Renewal
- Kevin Hamzik
- Dec 27, 2025
- 2 min read

Spending a few days at the Franciscan Renewal Center meant spending time praying and reflecting with this beautiful stained-glass window of the Assumption. While the image is an abstract representation, we can see the figure of Mary rising up through the window into the upper portions.
As I sat reflecting on it, I was surprised to see that a spiral was used in the middle of the image, including in the figure of Mary, to give the image movement. While it is pretty common to use a spiral for this sort of thing, it can also have some negative connotations with it, and I wouldn’t consider it to be associated with Mary. Oftentimes when thinking about mental health, the term “spiraling” can be used when you begin to be overwhelmed with negative thoughts. Thinking about it deeper, I think it’s possible that Mary, being human, may have been overcome with negative thoughts every once in a while. I mean, she did have a very important job being the mother of Jesus, that couldn’t always have been an easy task.
I think the spiral could be an image that we could use for life in general.
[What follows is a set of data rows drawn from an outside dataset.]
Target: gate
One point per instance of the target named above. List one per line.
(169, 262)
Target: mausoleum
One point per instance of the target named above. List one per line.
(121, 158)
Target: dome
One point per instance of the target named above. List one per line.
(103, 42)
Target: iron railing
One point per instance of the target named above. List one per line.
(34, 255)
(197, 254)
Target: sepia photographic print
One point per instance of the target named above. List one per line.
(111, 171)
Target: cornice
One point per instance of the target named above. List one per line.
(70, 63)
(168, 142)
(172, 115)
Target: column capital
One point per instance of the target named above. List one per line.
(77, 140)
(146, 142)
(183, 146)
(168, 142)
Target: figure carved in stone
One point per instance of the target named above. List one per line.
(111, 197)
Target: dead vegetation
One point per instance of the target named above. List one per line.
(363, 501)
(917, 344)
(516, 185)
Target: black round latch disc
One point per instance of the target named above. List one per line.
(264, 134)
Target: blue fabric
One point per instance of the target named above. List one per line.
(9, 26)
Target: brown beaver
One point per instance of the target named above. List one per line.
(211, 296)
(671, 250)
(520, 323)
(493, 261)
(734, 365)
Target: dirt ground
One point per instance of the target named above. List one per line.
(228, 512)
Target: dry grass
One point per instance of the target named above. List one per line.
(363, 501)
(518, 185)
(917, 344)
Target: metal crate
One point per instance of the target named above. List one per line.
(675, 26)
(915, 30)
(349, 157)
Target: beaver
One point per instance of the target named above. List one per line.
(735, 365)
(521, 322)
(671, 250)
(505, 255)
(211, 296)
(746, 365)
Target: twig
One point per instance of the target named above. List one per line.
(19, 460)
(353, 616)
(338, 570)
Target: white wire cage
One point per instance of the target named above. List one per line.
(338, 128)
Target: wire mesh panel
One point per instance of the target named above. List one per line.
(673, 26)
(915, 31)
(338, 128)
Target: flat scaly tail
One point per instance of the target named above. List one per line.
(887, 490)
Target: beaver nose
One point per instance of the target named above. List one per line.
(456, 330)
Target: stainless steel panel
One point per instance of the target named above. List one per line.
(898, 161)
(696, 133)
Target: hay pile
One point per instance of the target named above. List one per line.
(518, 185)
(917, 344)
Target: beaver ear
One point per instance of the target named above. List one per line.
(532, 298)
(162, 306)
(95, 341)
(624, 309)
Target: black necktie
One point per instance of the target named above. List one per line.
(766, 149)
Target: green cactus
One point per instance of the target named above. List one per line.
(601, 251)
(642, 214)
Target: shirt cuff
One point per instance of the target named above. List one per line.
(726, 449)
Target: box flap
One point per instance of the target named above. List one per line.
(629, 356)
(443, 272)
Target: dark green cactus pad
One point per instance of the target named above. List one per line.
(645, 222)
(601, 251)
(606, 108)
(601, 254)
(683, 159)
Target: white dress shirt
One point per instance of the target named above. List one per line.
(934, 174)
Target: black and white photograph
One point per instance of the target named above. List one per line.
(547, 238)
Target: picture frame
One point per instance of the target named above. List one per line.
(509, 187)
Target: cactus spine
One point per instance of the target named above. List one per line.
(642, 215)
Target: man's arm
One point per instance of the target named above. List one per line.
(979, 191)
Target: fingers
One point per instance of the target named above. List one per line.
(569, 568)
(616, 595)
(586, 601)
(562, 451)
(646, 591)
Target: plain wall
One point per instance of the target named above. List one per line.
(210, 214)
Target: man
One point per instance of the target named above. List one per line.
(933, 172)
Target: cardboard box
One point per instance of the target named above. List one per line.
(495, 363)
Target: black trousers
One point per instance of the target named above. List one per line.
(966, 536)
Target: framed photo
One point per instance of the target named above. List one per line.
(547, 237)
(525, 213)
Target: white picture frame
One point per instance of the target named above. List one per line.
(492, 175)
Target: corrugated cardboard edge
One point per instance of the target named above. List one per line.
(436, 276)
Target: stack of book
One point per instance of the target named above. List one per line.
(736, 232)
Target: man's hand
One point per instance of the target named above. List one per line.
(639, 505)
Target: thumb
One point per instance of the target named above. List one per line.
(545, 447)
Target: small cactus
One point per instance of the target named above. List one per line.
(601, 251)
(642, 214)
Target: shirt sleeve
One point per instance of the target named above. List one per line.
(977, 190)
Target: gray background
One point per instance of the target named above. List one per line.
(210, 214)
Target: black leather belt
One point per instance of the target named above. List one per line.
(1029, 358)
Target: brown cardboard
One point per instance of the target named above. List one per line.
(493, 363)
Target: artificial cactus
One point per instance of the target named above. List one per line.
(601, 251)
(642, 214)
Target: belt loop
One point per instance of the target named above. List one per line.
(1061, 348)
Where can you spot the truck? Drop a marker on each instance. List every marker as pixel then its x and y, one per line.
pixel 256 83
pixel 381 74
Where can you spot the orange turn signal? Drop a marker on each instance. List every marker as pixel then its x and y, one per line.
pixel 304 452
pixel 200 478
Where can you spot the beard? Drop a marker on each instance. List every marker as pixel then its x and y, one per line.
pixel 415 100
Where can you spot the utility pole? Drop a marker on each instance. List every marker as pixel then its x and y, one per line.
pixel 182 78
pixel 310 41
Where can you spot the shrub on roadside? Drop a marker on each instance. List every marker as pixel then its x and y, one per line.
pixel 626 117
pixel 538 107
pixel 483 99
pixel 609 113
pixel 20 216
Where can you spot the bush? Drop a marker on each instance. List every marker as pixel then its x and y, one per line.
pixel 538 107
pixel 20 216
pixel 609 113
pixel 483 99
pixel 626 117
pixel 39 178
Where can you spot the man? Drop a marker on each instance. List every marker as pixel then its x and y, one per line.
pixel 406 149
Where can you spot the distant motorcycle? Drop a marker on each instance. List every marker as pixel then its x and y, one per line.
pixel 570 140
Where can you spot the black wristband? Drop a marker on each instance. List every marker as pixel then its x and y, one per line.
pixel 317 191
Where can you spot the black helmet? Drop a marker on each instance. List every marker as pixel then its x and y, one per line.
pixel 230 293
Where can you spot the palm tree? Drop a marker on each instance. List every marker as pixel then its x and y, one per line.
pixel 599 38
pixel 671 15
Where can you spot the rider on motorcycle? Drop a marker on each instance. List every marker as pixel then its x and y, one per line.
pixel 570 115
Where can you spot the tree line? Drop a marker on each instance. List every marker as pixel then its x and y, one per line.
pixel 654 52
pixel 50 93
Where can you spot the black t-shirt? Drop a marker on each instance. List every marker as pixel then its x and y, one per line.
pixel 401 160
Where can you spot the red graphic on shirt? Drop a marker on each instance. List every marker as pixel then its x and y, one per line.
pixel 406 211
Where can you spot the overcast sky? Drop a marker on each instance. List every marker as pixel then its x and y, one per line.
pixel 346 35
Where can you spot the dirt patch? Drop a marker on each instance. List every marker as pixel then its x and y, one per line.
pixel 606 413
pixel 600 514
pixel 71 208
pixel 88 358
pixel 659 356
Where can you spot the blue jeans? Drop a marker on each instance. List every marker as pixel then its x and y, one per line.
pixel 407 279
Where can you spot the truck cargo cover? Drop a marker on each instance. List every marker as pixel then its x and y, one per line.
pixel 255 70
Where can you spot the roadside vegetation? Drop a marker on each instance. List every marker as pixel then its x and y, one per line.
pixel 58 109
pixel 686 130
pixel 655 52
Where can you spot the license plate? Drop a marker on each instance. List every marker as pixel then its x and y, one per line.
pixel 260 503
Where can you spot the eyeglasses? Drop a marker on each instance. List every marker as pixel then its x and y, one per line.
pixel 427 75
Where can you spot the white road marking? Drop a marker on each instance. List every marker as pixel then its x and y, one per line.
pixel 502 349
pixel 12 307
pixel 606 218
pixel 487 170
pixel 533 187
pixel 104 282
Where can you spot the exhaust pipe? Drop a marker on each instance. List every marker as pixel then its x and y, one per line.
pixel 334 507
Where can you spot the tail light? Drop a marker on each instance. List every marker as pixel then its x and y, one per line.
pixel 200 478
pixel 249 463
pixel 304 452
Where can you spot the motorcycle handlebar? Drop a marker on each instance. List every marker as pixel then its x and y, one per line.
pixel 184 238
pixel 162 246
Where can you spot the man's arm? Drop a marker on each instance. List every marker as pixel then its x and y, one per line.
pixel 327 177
Sometimes we think we make the right decision or a good choice, and it doesn’t turn out the way we think it will. While we move forward in life, we can find ourselves looping back to where we once were, whether it was a place or a mindset or something different. In this case, I think about Mary’s “yes” to being the mother of Jesus. Mary made a choice out of faith that it was the right thing to do, just in the way that we make most of our decisions. And yet, it wasn’t just about that singular “yes”, but a whole lifetime full of yeses after that. Each yes brought an opportunity to grow and to learn, just as each decision we make offers us a chance to grow into who we are to become. That I believe is the important message behind the spiral, that even when we make a choice that doesn’t work out and we end up back where we were, we are still moving upward into who we were made to be.
In all of this, we must remember to be patient, merciful, and loving with ourselves and others as we move upwards into our full self. In the end, we will be looked upon with this same mercy and love.